A taxa média atualmente cobrada no financiamento imobiliário, de 6,9% ao ano, era de em média 11,4% em 2017, no caso de um contrato de 35 anos. Ou seja, a prestação reduziu, desde então, 30%, o que possibilitou a mais pessoas terem acesso à compra de um imóvel.

Economista com 36 anos de experiência no mercado financeiro, Portella já atuou nas áreas comercial, marketing e de produtos e foi diretora de crédito imobiliário e consórcio no Itaú até o ano passado. Assumiu a presidência da Abecip em dezembro de 2019, e desde então acompanha de perto a evolução do segmento na pandemia.

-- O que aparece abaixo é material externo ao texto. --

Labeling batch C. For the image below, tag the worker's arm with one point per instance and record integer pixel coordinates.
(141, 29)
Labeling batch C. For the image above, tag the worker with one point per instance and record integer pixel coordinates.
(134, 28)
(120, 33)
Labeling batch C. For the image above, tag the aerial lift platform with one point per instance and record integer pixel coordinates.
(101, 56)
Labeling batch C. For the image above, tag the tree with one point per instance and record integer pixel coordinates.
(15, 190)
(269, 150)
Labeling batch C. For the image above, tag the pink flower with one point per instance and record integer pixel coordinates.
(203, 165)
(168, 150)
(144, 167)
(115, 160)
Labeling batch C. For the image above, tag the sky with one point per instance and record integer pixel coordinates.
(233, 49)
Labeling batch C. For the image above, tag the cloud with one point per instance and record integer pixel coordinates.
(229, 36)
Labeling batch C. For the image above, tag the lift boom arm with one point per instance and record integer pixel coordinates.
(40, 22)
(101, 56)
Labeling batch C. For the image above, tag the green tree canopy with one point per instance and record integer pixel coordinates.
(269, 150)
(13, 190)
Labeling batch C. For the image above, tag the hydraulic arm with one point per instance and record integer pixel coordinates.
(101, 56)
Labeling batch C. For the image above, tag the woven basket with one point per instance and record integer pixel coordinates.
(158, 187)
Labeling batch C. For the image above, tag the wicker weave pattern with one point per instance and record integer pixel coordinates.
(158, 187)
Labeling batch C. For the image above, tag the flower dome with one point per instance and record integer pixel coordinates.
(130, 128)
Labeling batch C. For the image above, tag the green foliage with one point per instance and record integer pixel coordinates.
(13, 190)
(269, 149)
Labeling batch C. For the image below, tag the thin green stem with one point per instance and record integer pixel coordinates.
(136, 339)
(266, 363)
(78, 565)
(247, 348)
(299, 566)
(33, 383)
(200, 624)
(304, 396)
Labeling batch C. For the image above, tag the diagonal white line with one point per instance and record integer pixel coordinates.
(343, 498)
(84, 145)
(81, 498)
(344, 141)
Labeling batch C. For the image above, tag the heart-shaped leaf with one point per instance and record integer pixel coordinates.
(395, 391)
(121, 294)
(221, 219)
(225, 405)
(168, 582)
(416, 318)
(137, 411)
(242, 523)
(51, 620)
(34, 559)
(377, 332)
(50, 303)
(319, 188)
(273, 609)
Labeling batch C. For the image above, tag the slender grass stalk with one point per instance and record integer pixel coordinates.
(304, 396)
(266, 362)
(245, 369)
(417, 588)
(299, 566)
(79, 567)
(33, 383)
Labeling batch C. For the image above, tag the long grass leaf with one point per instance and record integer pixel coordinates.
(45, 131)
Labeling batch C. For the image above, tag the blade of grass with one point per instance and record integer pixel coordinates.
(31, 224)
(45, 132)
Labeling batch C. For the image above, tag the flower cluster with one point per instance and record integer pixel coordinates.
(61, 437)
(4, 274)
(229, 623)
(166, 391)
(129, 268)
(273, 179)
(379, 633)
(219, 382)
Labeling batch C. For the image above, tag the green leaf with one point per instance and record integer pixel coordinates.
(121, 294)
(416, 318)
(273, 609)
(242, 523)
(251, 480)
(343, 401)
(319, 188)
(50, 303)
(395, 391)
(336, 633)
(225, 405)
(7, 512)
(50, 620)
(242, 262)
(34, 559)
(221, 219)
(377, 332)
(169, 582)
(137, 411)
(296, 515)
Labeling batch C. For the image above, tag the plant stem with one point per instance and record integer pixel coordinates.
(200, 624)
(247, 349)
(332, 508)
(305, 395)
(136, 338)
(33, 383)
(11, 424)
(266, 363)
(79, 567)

Veja abaixo a entrevista completa dada pela executiva à EXAME Invest:

A associação espera um crescimento de 21% para o crédito imobiliário neste ano. Quais fatores devem colaborar para esse cenário?

A previsão considera uma alta de 3,5% do PIB do país em 2021, além da Selic e IPCA a 3,5% no final do ano, Ou seja, nosso otimismo tem como base uma melhora na atividade econômica e também a manutenção dos juros em um patamar baixo. Ainda que haja uma indefinição sobre a velocidade da vacinação e da retomada econômica, a nossa visão é de que as pessoas já sabem qual foi o tamanho do impacto que sofreram, e não devem haver mais choques. Além disso, o mercado imobiliário voltou a ganhar atratividade como investimento, além de ter sido reforçado pela atuação dos fundos imobiliários.

Os juros ainda em patamares baixos garantem uma oportunidade de fazer um bom negócio, considerando o histórico da Selic. Isso porque quando se contrata um financiamento é possível garantir a taxa de juros por 30 anos. Além disso, os preços dos imóveis ainda estão atrativos.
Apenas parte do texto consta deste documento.